Ostatnimi
laty jestem pod niemałym wrażeniem dynamiki z jaką współczesne formacje
reprezentujące scenę rock/metalową są w stanie zaskakiwać nas – fanów zmianami
brzmienia swojej muzyki.
Do
takiego zabiegu sięgnął nawet, bardzo wierny tradycyjnemu, wręcz klasycznemu
charakterowi swojej twórczości zespół Alter Bridge, który wydając w połowie
października 2019 roku swój najnowszy album „Walk the Sky” sprawił swoim słuchaczom
niemałą niespodziankę.
Co
najbardziej zaskakujące ową niespodziankę udało się utrzymać w tajemnicy aż do
premiery albumu, ponieważ nawet udostępnione przed 18 października utwory nie zwiastowały
kierunku, w jakim członkowie formacji zdecydowali się pójść nagrywając szósty
już w swoim dorobku longplay.
A
jest to kierunek naprawdę zaskakujący, ponieważ kompozycjom wypełniającym album
„Walk the Sky” tworzący go muzycy nadali ciekawego, i jak się okazuje bardzo
trafnego elementu melodyjności, a nawet orientalności.
Słychać
to już w otwierającym całość, najkrótszym ze wszystkich utworów „One Life”
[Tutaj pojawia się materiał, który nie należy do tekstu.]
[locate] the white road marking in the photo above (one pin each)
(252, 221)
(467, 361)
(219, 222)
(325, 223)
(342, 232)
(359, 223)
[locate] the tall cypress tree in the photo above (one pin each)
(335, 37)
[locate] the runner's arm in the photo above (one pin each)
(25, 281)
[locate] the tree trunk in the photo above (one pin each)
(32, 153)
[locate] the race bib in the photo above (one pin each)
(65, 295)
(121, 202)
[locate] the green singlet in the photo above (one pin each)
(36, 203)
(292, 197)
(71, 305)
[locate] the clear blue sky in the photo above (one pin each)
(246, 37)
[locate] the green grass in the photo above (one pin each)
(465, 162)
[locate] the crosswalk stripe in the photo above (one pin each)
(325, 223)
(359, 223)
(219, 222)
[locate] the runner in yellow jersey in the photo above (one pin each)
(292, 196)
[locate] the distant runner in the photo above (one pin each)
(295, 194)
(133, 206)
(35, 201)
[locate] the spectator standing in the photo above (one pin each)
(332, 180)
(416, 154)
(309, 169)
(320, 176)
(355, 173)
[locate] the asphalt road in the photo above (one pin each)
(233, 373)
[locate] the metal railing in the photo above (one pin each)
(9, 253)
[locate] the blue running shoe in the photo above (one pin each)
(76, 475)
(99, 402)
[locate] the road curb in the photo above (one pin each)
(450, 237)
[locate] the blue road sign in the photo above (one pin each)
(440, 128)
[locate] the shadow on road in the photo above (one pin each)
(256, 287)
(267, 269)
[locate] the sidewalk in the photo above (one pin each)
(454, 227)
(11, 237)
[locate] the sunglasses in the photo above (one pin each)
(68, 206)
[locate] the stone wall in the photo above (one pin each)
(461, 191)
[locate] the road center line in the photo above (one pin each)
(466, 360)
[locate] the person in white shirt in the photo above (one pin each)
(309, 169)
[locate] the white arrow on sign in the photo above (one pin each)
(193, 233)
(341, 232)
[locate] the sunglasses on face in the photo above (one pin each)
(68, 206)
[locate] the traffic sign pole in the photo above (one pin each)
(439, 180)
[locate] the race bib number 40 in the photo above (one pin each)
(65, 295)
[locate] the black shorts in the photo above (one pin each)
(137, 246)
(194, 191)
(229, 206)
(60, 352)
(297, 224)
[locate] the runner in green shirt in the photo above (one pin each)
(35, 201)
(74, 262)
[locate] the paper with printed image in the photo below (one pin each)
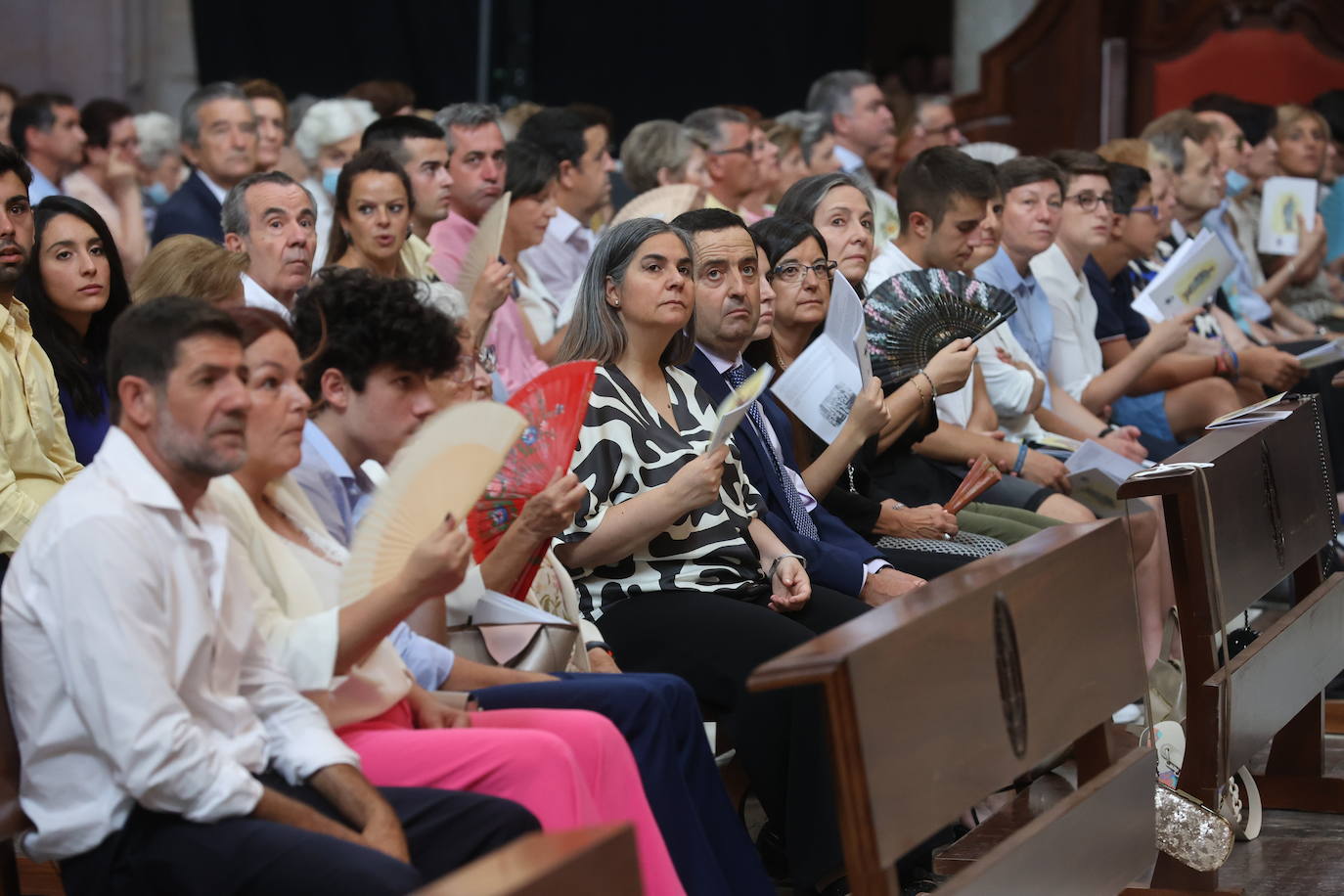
(1283, 202)
(820, 385)
(1188, 280)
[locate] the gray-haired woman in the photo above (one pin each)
(667, 553)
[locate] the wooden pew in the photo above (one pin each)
(1269, 512)
(946, 694)
(567, 863)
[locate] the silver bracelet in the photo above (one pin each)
(775, 564)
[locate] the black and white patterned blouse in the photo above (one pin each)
(625, 449)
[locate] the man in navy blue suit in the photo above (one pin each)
(219, 140)
(728, 304)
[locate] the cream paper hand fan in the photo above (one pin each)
(484, 247)
(441, 470)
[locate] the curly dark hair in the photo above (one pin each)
(354, 321)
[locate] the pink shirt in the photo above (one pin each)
(449, 240)
(515, 359)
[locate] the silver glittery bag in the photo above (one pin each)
(1189, 831)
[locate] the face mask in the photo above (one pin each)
(330, 177)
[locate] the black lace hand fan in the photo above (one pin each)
(916, 315)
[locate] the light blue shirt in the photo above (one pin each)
(1240, 294)
(40, 187)
(341, 496)
(1034, 324)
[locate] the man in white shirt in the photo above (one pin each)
(272, 218)
(162, 749)
(856, 112)
(46, 130)
(582, 188)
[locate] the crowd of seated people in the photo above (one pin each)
(218, 331)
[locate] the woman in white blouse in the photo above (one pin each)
(568, 767)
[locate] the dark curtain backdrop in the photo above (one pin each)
(639, 60)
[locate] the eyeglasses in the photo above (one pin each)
(793, 272)
(749, 148)
(1088, 202)
(467, 363)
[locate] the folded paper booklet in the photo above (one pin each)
(1096, 473)
(822, 383)
(499, 608)
(1188, 278)
(1256, 413)
(737, 405)
(1322, 355)
(1283, 202)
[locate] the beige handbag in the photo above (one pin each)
(527, 647)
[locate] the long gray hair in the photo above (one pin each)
(597, 332)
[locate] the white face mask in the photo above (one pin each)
(330, 177)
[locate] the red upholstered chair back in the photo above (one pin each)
(1261, 65)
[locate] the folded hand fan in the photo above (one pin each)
(439, 471)
(916, 315)
(980, 479)
(484, 247)
(554, 405)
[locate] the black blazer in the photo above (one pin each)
(834, 560)
(191, 209)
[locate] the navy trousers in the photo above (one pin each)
(161, 855)
(660, 718)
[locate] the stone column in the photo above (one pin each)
(977, 25)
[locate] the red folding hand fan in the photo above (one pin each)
(554, 406)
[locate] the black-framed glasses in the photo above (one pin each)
(793, 272)
(1088, 202)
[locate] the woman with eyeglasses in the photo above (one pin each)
(919, 540)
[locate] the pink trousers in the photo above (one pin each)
(568, 767)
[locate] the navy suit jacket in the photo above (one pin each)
(191, 209)
(836, 560)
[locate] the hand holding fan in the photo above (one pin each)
(913, 316)
(439, 471)
(980, 479)
(484, 247)
(554, 405)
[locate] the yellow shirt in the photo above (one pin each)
(35, 453)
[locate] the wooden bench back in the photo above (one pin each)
(564, 863)
(952, 692)
(1272, 500)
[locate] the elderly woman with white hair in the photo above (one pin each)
(327, 139)
(158, 160)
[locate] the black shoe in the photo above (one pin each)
(775, 856)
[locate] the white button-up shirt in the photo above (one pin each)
(1074, 351)
(562, 255)
(133, 670)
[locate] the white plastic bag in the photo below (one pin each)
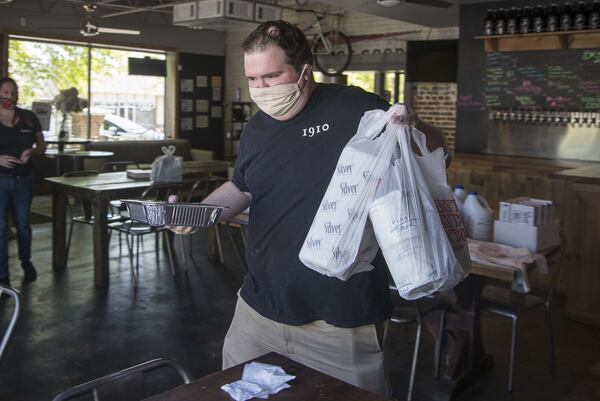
(433, 169)
(167, 168)
(337, 244)
(409, 230)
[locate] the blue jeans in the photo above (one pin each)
(15, 194)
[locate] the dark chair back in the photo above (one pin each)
(126, 385)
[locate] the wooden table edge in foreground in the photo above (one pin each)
(309, 384)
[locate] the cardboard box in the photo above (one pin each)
(534, 238)
(524, 210)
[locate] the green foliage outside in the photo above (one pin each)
(43, 69)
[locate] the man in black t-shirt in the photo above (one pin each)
(288, 152)
(19, 131)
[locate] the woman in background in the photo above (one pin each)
(19, 131)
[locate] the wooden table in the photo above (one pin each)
(61, 142)
(308, 385)
(468, 320)
(77, 155)
(99, 190)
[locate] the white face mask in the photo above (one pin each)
(280, 101)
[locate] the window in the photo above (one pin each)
(132, 106)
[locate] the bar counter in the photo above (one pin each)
(583, 301)
(575, 187)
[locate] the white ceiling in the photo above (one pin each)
(434, 17)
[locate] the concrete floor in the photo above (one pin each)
(71, 332)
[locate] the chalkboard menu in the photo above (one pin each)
(543, 80)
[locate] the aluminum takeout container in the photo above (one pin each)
(157, 213)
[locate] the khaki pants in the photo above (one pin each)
(351, 355)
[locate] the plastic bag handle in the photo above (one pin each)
(168, 150)
(383, 120)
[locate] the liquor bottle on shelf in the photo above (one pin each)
(500, 22)
(594, 15)
(489, 24)
(512, 22)
(566, 17)
(539, 19)
(552, 18)
(579, 18)
(525, 20)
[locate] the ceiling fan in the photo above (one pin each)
(432, 3)
(90, 27)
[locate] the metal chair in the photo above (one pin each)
(414, 312)
(135, 231)
(127, 384)
(11, 292)
(507, 303)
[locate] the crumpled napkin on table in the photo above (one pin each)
(258, 380)
(494, 254)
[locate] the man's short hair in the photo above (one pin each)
(285, 35)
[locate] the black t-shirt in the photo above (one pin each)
(287, 166)
(15, 140)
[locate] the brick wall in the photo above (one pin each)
(435, 103)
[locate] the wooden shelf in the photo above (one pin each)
(589, 38)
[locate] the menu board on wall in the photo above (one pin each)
(543, 80)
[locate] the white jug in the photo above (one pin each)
(478, 217)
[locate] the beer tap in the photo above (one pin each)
(585, 119)
(519, 117)
(576, 119)
(556, 118)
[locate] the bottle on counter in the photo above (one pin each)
(501, 22)
(594, 15)
(579, 17)
(566, 17)
(552, 18)
(512, 21)
(539, 19)
(489, 24)
(525, 20)
(478, 217)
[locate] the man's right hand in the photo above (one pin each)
(9, 161)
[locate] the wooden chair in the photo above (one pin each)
(127, 384)
(507, 303)
(12, 293)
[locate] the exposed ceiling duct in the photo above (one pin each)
(223, 14)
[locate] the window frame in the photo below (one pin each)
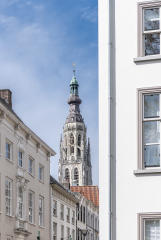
(21, 203)
(62, 211)
(41, 167)
(10, 144)
(68, 214)
(73, 234)
(10, 181)
(41, 212)
(33, 167)
(141, 217)
(140, 146)
(62, 232)
(68, 232)
(30, 192)
(19, 151)
(54, 232)
(55, 208)
(73, 217)
(140, 45)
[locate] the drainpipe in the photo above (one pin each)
(51, 212)
(110, 78)
(76, 218)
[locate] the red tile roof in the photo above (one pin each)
(89, 192)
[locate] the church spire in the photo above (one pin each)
(74, 85)
(74, 101)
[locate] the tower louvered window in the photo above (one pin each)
(67, 175)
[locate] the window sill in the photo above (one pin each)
(9, 161)
(41, 181)
(147, 171)
(147, 58)
(31, 223)
(31, 175)
(41, 227)
(9, 216)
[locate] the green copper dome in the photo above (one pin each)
(74, 80)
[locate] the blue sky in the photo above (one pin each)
(40, 40)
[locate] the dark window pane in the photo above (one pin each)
(152, 44)
(151, 19)
(152, 155)
(151, 106)
(152, 132)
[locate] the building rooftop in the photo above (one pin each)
(89, 192)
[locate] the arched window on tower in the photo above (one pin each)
(76, 176)
(71, 143)
(79, 145)
(67, 175)
(71, 139)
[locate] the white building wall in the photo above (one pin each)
(134, 194)
(67, 203)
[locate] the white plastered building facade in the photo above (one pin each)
(136, 210)
(24, 179)
(63, 212)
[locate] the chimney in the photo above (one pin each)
(7, 95)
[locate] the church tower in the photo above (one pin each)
(75, 159)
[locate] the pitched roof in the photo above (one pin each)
(70, 194)
(89, 192)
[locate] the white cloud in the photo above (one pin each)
(90, 14)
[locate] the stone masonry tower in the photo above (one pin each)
(75, 159)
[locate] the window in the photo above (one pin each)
(8, 196)
(76, 175)
(71, 139)
(68, 233)
(84, 214)
(72, 144)
(149, 117)
(19, 158)
(62, 211)
(73, 235)
(54, 231)
(54, 208)
(73, 216)
(31, 207)
(20, 202)
(96, 223)
(149, 31)
(9, 151)
(67, 175)
(68, 214)
(31, 166)
(62, 232)
(149, 226)
(40, 211)
(41, 173)
(9, 238)
(91, 221)
(79, 145)
(87, 178)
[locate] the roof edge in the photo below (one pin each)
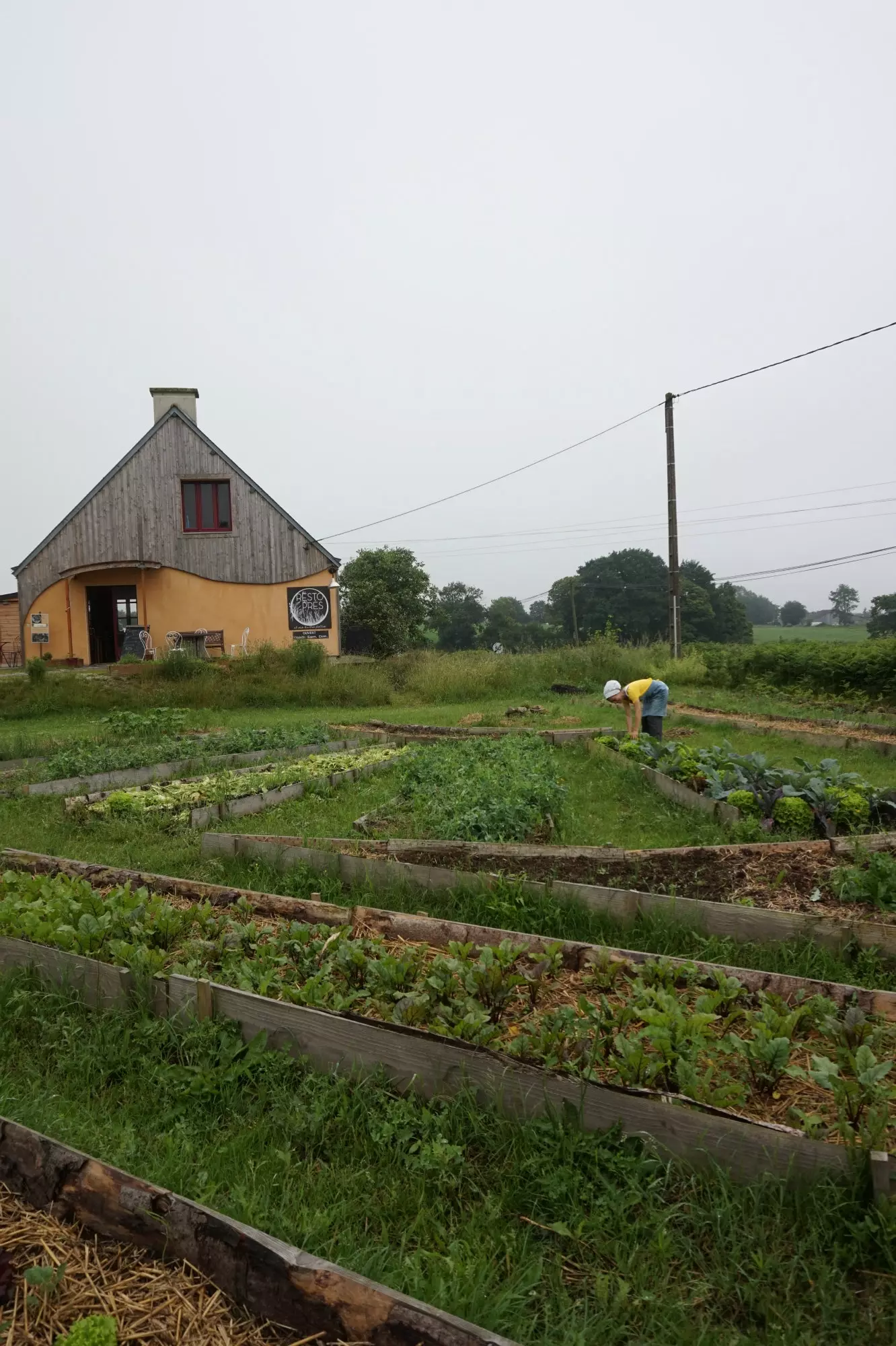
(211, 444)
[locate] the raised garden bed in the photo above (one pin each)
(107, 781)
(879, 738)
(158, 1258)
(832, 925)
(202, 799)
(496, 1013)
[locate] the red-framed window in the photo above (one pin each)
(207, 507)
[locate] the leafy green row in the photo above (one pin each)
(659, 1025)
(816, 799)
(159, 738)
(484, 789)
(180, 798)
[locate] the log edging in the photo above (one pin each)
(274, 1281)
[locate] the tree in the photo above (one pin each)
(733, 624)
(844, 601)
(711, 612)
(507, 623)
(457, 613)
(794, 613)
(384, 589)
(761, 610)
(630, 588)
(883, 616)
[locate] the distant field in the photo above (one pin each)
(763, 635)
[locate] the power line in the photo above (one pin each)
(809, 566)
(640, 519)
(493, 480)
(831, 345)
(599, 434)
(622, 527)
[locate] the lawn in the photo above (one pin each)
(762, 635)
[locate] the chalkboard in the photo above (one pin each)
(131, 643)
(309, 608)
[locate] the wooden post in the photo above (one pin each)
(69, 618)
(675, 579)
(881, 1169)
(572, 596)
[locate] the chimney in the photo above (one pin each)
(185, 399)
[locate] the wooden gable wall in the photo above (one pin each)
(137, 518)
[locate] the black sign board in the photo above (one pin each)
(310, 610)
(131, 643)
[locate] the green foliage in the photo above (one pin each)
(747, 803)
(385, 590)
(664, 1025)
(154, 737)
(866, 670)
(307, 658)
(96, 1331)
(794, 613)
(761, 610)
(844, 601)
(484, 789)
(536, 1230)
(874, 881)
(177, 799)
(852, 810)
(793, 816)
(457, 613)
(883, 616)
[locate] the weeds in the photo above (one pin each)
(535, 1230)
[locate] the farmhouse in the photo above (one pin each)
(180, 544)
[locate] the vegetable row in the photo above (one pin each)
(176, 800)
(819, 799)
(660, 1026)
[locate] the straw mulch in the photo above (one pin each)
(154, 1304)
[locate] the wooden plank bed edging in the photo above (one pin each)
(439, 933)
(840, 741)
(433, 1065)
(727, 920)
(166, 771)
(271, 1279)
(689, 799)
(207, 815)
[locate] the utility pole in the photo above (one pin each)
(572, 594)
(675, 578)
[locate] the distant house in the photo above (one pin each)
(176, 540)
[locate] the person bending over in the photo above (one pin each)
(645, 702)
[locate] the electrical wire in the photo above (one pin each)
(622, 527)
(493, 480)
(759, 369)
(809, 566)
(599, 434)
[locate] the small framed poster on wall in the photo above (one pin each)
(310, 612)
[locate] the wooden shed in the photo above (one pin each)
(10, 632)
(180, 543)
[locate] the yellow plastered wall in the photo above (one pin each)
(174, 601)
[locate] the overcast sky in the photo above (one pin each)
(406, 247)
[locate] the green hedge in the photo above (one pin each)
(868, 668)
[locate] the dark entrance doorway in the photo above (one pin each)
(110, 612)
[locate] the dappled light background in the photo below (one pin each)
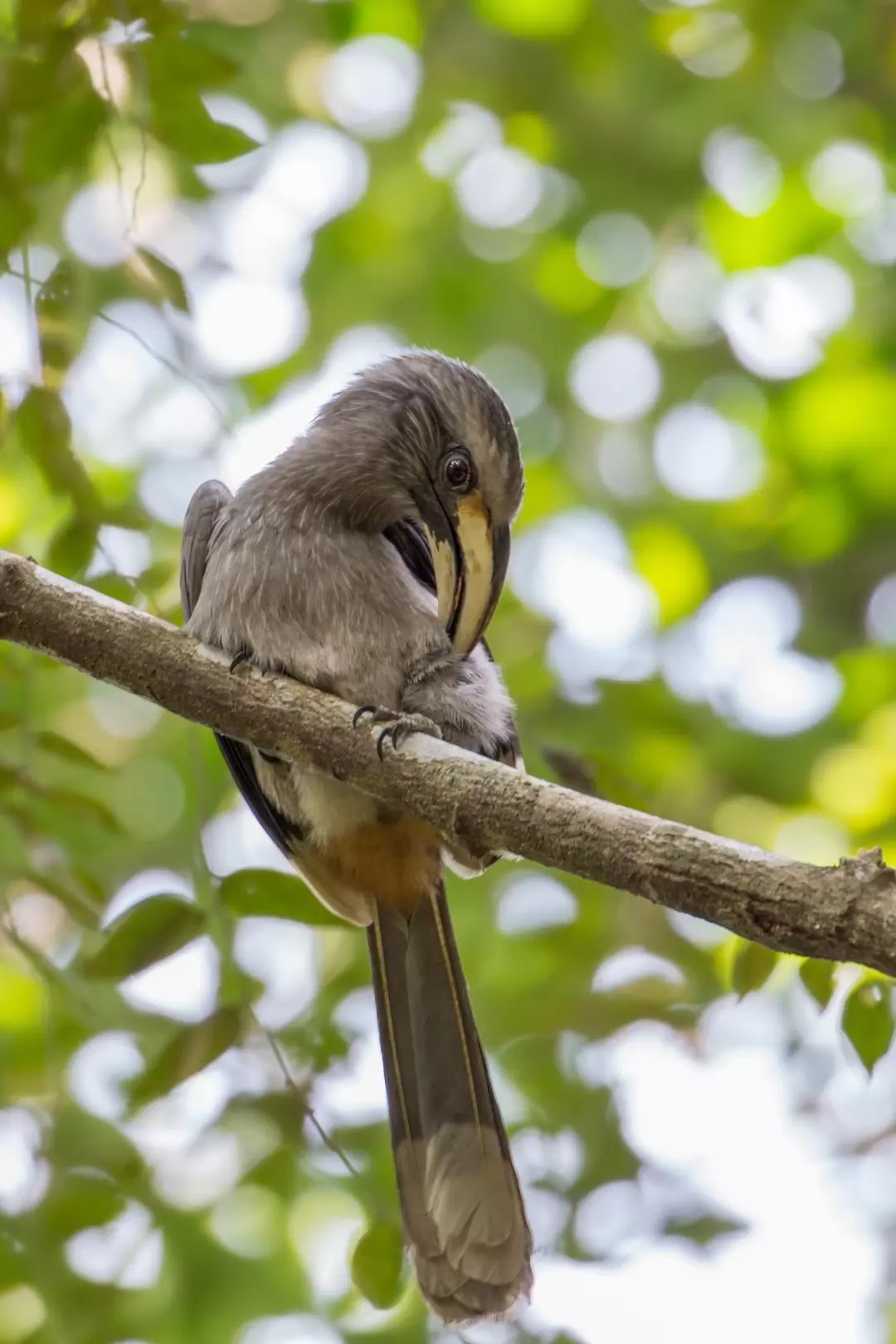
(666, 231)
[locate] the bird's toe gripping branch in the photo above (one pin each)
(398, 726)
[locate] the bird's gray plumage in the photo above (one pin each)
(319, 567)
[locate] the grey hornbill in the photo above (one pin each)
(367, 561)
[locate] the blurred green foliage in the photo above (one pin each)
(614, 102)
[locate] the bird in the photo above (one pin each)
(367, 561)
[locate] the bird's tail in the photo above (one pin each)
(458, 1191)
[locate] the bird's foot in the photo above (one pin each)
(398, 726)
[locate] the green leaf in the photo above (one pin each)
(71, 548)
(113, 585)
(169, 281)
(175, 61)
(188, 1053)
(45, 431)
(60, 136)
(703, 1230)
(264, 891)
(868, 1022)
(80, 1199)
(183, 123)
(88, 810)
(147, 933)
(377, 1265)
(65, 747)
(80, 906)
(752, 967)
(818, 979)
(56, 329)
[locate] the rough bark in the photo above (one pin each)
(846, 913)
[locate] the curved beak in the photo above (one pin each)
(470, 559)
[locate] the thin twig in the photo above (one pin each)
(309, 1114)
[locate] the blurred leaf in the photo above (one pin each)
(45, 431)
(169, 281)
(183, 123)
(752, 967)
(147, 933)
(818, 979)
(175, 60)
(377, 1265)
(116, 587)
(868, 1022)
(265, 891)
(188, 1053)
(80, 1199)
(71, 548)
(572, 771)
(56, 325)
(85, 808)
(703, 1230)
(66, 749)
(80, 905)
(60, 136)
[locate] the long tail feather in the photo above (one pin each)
(461, 1205)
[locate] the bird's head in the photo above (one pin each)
(450, 459)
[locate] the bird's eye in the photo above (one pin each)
(457, 470)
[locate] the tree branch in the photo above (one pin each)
(844, 914)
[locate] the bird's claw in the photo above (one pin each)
(398, 726)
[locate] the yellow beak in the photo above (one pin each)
(469, 572)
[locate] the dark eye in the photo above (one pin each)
(457, 470)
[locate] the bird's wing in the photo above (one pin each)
(203, 516)
(410, 543)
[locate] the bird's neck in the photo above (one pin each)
(351, 485)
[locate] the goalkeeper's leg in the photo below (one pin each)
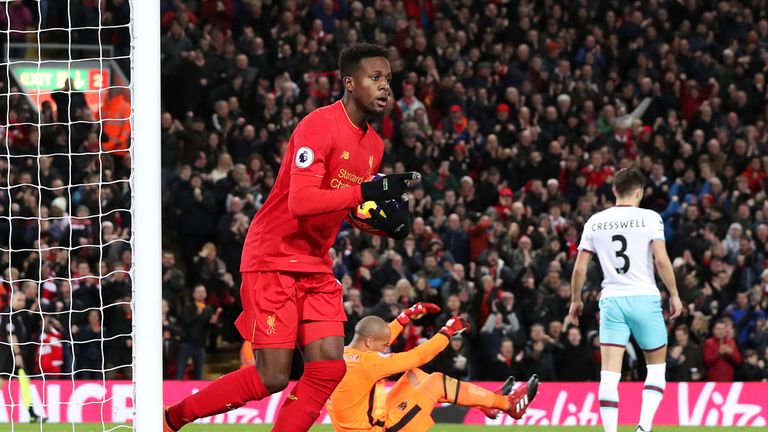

opartym na hipnotyzującej melodii i sposobie śpiewania, do jakiego Myles
Kennedy przyzwyczaił fanów w czasie swoich występów z zespołem The Mayfield
Four.
Kolejne
dwa utwory „Wouldn’t You Rather” i „In the Deep” uspokoić mogą nieco
zwolenników tradycyjnego brzmienia Alter Bridge, ponieważ są porcją solidnej hard
rockowej muzyki. Podobnie, również wydane jako singlowi reprezentanci albumu –
ciężki „Pay No Mind” i ostatni w trackiliście „Dying Light” zamykający zestaw składający się
na trwający nieco ponad godzinę materiał.
Poza
tymi kilkoma utworami utrzymanymi w charakterystycznym stylu zespołu, warto bliżej
przyjrzeć (przysłuchać) się pozostałym kompozycjom, dzięki którym longplay „Walk
the Sky” zyskał świeżego i bardzo interesującego brzmienia. A wpływ na to ma
dźwięk perkusji, który jest wyraźnym punktem każdego z dotychczas nagranych
albumów Alter Bridge, jednak sposób w jaki Scott Phillips gra na swoim
instrumencie w „The Bitter End” czy „Godspeed” sprawia, że utwory te nabierają
solidnej mocy, ciekawie kontrastującej z melodyjnym sposobem śpiewania Mylesa
Kennedy’ego.
Pozostając
przy instrumentach, warto wspomnieć także o innowacyjnym dla zespołu rozwiązaniu,
jakim jest wykorzystanie syntezatorów. Ich dźwięk wpleciony został w melodię
między innymi „Godspeed” i „Walking on the Sky” doskonale komponując się i
tworząc bardzo świeże oblicze muzyki Alter Bridge.
Nagrywając
„Walk the Sky” zespół zdecydował powrócić także do zawsze cenionego przeze mnie
dwugłosowego wykonywania utworów (nie tylko ich refrenów). Dzięki temu
zabiegowi równolegle słyszymy śpiewających Kennedy’ego i Tremontiego, co nadaje
kompozycjom – „Take the Crown” czy „Tear Us Apart” dodatkowej dynamiki.
I
coś o czym oczywiście nie można nie wspomnieć w przypadku muzyki tworzonej
przez Alter Bridge są gitarowe melodie momentami brzmiące iście orientalnie – „Native
Son” i „Indoctrination”, a z drugiej strony bardzo klasycznie, ale w
żadnym wypadku nie wtórnie w „Clear Horizon” i zaśpiewanym przez Marka
Tremontiego jako głównego wokalistę „Forever Falling”
Zespół
Alter Bridge albumem „Walk the Sky” wprowadził powiew świeżości do swojej
sześcioalbumowej już dyskografii. Idąc z duchem muzycznego czasu sięgnął po
rozwiązania dotychczas niewykorzystywane lub dawno zarzucone z wyczuciem łącząc
je ze swoim charakterystycznym, rozpoznawalnym stylem, co okazało się być
genialnym posunięciem. Zdecydowanie polecam.